Voor de sterilisatie maakt u (telefonisch) een afspraak. Op de afgesproken dag brengt u uw hond tussen 8.15 en 10.00 uur bij ons en kunt u haar ‘s middags weer ophalen. Uw hond moet nuchter zijn: u mag haar de avond voor de operatie vanaf 18.00 uur geen eten meer geven. Drinken mag wel. Ook is het belangrijk dat u uw hond goed uitlaat voordat u haar komt brengen.
Als de patiënt thuiskomt, zal zij nog niet helemaal “de oude” zijn. De dag na de operatie moet zij weer wat eten en drinken. Het beste kunt u haar eigen voer geven. Zij moet een week aan de riem blijven en rustig aan doen. Voor de eerste dagen krijgt zij pijnstillers mee. Meestal wordt de huid gehecht met oplosbaar hechtmateriaal. Het kan zes tot acht weken duren voordat het hechtmateriaal helemaal opgelost is. Tot die tijd is enige wondzwelling mogelijk.

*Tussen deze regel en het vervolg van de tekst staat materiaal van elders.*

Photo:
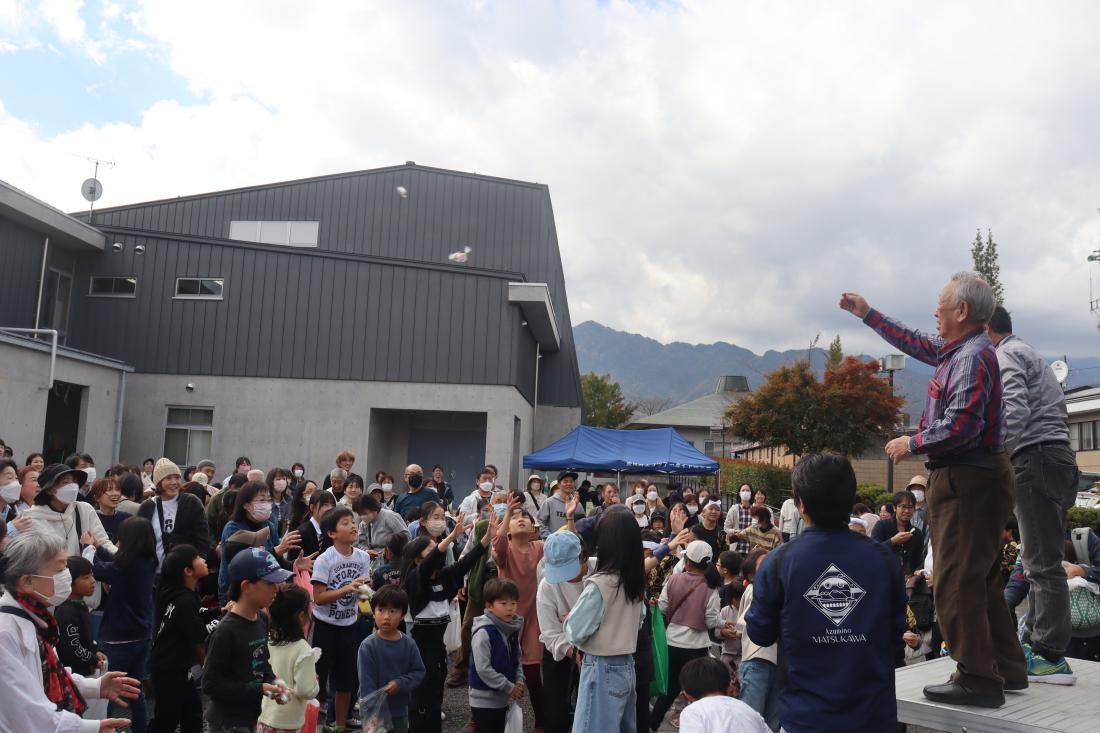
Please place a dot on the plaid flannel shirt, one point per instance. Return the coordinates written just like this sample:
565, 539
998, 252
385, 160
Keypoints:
964, 409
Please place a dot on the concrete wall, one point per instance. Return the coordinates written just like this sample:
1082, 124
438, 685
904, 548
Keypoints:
282, 420
24, 374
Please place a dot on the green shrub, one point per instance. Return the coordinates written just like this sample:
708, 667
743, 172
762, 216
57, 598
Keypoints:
1079, 516
774, 480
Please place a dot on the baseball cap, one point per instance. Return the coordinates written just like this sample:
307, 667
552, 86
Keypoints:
257, 564
697, 550
561, 554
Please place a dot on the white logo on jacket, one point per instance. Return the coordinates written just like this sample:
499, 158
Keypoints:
835, 594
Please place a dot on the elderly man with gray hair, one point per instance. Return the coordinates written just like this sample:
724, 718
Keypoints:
971, 489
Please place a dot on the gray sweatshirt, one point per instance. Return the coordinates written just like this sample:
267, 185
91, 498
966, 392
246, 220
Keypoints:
552, 515
1034, 403
376, 535
481, 649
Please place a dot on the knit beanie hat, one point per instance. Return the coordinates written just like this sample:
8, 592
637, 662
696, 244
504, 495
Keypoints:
163, 469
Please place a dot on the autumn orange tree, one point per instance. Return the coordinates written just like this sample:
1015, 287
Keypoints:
846, 413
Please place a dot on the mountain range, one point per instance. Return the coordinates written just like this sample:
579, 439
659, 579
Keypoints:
667, 374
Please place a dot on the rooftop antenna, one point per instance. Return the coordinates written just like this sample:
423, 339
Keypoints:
91, 189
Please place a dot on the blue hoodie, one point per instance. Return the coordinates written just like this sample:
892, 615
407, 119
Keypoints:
836, 602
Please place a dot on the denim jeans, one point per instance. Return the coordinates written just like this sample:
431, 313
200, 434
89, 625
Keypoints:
1046, 488
760, 689
129, 657
605, 701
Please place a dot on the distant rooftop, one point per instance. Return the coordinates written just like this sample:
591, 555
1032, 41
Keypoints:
705, 412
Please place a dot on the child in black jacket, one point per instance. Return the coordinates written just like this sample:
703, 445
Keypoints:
179, 642
430, 587
77, 648
238, 674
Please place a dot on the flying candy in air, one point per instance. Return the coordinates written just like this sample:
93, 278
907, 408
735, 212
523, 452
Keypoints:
460, 256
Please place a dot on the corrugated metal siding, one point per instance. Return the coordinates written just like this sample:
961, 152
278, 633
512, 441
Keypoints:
20, 269
508, 225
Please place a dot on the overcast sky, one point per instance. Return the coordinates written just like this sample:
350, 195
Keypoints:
719, 171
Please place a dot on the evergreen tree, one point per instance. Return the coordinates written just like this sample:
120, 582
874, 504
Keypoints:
986, 262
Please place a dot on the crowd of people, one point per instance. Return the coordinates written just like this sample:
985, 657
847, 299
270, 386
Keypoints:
271, 601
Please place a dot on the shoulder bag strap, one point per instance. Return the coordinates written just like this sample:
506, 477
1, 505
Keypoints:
17, 612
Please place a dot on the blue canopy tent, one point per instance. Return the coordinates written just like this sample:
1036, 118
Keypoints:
659, 450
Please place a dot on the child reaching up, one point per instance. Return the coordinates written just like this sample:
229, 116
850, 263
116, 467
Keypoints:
705, 682
496, 676
388, 658
293, 662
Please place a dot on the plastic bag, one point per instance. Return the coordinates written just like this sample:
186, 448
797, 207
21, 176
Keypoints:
514, 723
452, 637
312, 709
660, 684
97, 707
374, 712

Uw hond zal een infuus in haar voorpoot krijgen waarvoor we een klein stukje haren wegscheren. Zij zal waarschijnlijk meer moeten plassen dan normaal door dit infuus.
Wanneer terugkomen?
Terugkomen is alleen nodig als u het op enige wijze niet vertrouwt. Dit kan zijn als uw hond erg sloom blijft, niet wil eten of drinken. In alle gevallen geldt: Neem bij twijfel contact met ons op!!